Book Review: Dead to the World by Charlaine Harris (Series, #4)

November 25, 2009 10 comments

Summary:
Just because Sookie has broken up with Bill doesn’t mean her relationship with the supernatural world is over–especially when she finds Eric naked and suffering from amnesia on the side of the road.  When she discovers from Pam that a league of evil witches have their sights set on ruling Shreveport, she agrees to hide Eric while the vampires, werewolves, and Wiccans attempt to fend off the witches.  To top it off, Sookie’s brother has gone missing, which may or may not be related to the near-war going on.

Review:
While the books in the series so far have been improving, Dead to the World is definitely a step back.

The individual plot lines aren’t so bad, but Harris doesn’t do a good job of keeping them integrated and flowing.  The book reads as if it has too many sticks in the fire.  Just too much happens in such a short book.  The reader is left feeling a bit of whiplash from the rapidly changing storylines and situations.

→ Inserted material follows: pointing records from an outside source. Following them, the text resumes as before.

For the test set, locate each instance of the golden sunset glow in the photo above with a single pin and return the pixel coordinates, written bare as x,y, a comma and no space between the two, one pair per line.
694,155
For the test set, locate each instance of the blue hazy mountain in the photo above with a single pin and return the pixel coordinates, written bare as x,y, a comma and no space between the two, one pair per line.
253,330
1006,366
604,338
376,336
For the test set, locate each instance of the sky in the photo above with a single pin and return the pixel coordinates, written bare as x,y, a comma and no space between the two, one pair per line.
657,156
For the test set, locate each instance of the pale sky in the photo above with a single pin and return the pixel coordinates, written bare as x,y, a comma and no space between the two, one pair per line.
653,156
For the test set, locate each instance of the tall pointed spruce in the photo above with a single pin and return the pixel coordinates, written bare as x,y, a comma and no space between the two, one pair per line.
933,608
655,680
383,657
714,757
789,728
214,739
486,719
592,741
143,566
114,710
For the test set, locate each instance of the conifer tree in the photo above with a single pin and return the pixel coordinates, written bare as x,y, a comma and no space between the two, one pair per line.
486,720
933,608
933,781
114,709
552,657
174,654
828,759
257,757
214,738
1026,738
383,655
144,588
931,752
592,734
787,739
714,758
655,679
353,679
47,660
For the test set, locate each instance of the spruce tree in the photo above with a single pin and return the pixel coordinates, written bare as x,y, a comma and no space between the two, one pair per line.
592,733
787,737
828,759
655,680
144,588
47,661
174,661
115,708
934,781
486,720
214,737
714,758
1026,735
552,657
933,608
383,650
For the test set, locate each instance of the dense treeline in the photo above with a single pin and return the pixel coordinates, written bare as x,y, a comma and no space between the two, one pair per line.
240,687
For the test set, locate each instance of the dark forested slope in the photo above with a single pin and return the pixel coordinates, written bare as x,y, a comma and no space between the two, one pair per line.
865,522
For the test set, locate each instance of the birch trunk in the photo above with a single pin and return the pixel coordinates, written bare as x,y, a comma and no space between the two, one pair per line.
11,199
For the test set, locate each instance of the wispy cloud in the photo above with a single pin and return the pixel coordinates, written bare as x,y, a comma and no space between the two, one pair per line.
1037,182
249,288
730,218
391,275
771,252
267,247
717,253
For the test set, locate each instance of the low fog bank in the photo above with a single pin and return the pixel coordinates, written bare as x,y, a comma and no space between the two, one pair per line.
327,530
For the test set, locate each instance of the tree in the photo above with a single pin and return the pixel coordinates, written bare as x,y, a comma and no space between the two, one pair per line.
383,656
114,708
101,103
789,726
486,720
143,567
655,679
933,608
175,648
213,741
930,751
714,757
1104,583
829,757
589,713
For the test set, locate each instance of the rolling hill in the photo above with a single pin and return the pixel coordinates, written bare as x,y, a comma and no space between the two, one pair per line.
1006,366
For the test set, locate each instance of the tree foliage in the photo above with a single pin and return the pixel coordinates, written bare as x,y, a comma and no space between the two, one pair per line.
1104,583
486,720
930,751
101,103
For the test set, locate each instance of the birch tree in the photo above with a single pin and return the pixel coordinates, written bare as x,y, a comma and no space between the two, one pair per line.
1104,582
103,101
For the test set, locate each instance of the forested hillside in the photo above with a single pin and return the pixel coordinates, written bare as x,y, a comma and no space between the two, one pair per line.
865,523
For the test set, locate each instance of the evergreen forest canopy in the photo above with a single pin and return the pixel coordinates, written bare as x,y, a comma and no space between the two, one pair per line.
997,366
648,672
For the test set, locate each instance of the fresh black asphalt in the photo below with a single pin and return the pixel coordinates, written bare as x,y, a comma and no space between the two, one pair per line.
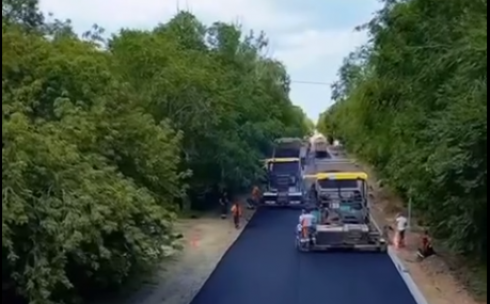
264,267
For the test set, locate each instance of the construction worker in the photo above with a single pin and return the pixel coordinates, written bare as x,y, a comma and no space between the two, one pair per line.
307,220
224,202
401,227
236,212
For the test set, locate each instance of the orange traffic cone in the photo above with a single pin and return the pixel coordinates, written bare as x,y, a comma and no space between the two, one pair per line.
397,241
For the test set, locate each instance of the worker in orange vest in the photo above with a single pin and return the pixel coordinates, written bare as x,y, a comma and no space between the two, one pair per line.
236,211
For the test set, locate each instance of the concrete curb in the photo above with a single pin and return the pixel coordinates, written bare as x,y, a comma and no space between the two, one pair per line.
403,272
407,278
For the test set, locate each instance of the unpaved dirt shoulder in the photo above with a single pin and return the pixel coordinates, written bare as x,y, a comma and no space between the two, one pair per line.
433,277
205,242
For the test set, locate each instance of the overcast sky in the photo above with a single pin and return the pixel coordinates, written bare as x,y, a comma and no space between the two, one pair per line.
310,36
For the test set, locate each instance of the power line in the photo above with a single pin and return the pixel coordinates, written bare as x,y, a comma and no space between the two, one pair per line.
311,82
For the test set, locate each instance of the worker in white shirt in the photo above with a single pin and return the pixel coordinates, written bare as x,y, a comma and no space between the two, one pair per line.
307,220
401,222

I knew Sookie would have a rebound after Bill, but I’d hoped Harris would be more creative than having that rebound be Eric.  Don’t get me wrong.  I like Eric better than Bill, but I also enjoyed the tension between him and Sookie.  I wish that had lasted longer.  Similarly, I don’t think giving Eric amnesia was a wise character development choice.  I’m pretty sure anyone with amnesia plopped into the supernatural world would be a cowering mess.  That doesn’t tell us anything about who Eric is underneath his persona.  Sookie’s interactions with him therefore felt so fake that I not only couldn’t take real interest in them, I was also a bit grossed out by the falseness of them.  I didn’t expect Sookie’s rebound to be emotional, but I did expect it to be more real.

On the other hand, Sookie’s character development takes a nice turn.  Without Bill in the picture, she may have expected the supernatural world to pretty much leave her alone.  Instead she finds out they still depend on her.  Through the various situations, she starts to become a more empowered version of herself, and I enjoyed seeing that.

The best part of the book by far is Jason’s plot-line.  I can’t say much more or I’ll give away the secret, but suffice to say that I hope True Blood gets to this part of the story sooner rather than later.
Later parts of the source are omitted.